6) Wayward Pines
“Lavora sodo, sii felice. Goditi la vita a Wayward Pines”
Tratto dall’omonima trilogia a firma di Blake Crouch, quello che alcuni etichettarono in modo ardito come il designato erede di “Twin Peaks”, si è invece rivelato essere una delle più cocenti delusioni degli ultimi tempi nell’intero universo seriale.
Nel pilot l’agente Ethan Burke (Matt Dillon), a seguito di un incidente stradale, si risveglia ricoverato a Wayward Pines. Spaesato e confuso, il nostro protagonista non comprendendo il motivo per cui si trovi lì, si addentra all’interno della piccola ma misteriosa cittadina in cerca d’informazioni e facendo così la conoscenza degli abitanti, tra strani comportamenti e abitudini. Il tutto accompagnato da un chiaro e preciso fil rouge: uno spesso velo di omertà circa la natura del posto in cui vivono.
Eccentrica a suo modo, inquietante e impenetrabile, “Wayward Pines” incuriosiva per l’alone di mistero e i molti quesiti irrisolti che andavano a mano a mano aumentando lungo il cammino intrapreso dall’agente Burke.
Una direzione sapiente e un’ottima fotografia esaltavano un’ambientazione come mai viste prima. Un vero e proprio microcosmo che meritava assolutamente di essere scoperto da un protagonista ben costruito e credibile, tanto da non lasciare spazio a interpretazioni.
A tradire la Serie Tv targata FOX non è stato di certo il contesto nel quale la trama viene a svolgersi (la città di Wayward Pines e tutto ciò che nasconde, sotto questo punto di vista, sono seriamente un’idea illuminata), bensì un contenuto che, scoprendo le carte troppo presto, termina con l’evolversi in maniera prevedibile e che viene svilito da una larga parte dei personaggi facenti parte della comunità. Alcuni sono imbrigliati in ruoli che definirli “secondari” è dir poco, altri schizofrenici, altri ancora anonimi (la famiglia Burke, moglie e figlio su tutti).

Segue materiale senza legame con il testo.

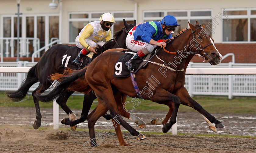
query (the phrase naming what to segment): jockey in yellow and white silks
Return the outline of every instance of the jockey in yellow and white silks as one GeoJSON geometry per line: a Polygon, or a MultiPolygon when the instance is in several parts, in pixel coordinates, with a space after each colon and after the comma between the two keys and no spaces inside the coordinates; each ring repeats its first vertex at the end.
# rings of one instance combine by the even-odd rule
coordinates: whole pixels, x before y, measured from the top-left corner
{"type": "Polygon", "coordinates": [[[81,58],[87,53],[91,52],[97,54],[94,50],[96,45],[101,47],[105,43],[101,40],[105,38],[108,41],[111,39],[110,29],[114,23],[113,16],[106,13],[101,16],[100,21],[89,23],[85,26],[76,38],[76,46],[82,49],[73,63],[80,65],[81,58]]]}

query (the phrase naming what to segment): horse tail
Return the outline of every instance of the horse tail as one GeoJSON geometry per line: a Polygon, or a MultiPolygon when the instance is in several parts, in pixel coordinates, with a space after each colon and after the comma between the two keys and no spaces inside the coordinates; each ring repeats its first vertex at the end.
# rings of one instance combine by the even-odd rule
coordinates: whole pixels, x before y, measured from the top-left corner
{"type": "Polygon", "coordinates": [[[25,97],[29,88],[38,82],[38,63],[29,69],[27,78],[23,81],[17,90],[5,92],[8,97],[16,102],[20,101],[25,97]]]}
{"type": "Polygon", "coordinates": [[[37,92],[36,97],[40,101],[45,103],[52,101],[67,89],[88,93],[92,89],[85,79],[85,75],[87,69],[87,67],[78,70],[67,68],[63,74],[56,73],[52,75],[51,79],[57,81],[52,85],[54,89],[45,95],[38,94],[37,92]]]}

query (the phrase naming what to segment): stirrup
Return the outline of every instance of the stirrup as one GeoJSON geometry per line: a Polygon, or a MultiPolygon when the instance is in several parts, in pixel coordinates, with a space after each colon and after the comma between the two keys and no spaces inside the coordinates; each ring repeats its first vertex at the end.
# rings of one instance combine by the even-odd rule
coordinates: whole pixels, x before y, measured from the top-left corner
{"type": "Polygon", "coordinates": [[[125,63],[125,65],[126,65],[126,67],[127,67],[127,69],[128,69],[128,70],[129,70],[131,72],[133,73],[133,72],[134,71],[134,69],[133,69],[133,70],[132,70],[131,68],[130,68],[129,67],[129,66],[128,66],[128,65],[130,64],[129,63],[129,61],[130,62],[130,61],[128,61],[128,62],[126,62],[125,63]],[[126,64],[127,63],[128,63],[126,64]]]}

E se la prima stagione non aveva convinto, sembra impossibile, ma il quadro degenera in una seconda stagione che, nel tentativo di dare un nuovo taglio e vigore alla serie, finisce vittima di una narrazione lenta e inconcludente, con vecchi e soprattutto nuovi personaggi difficilmente apprezzabili.
Tutti elementi che vanno decretando quanto quel bel progetto presentato nel pilot abbia finito con il perdersi in se stesso, tanto da non riuscire più a prenderlo sul serio. Quando si dice “dalle stelle alle stalle”.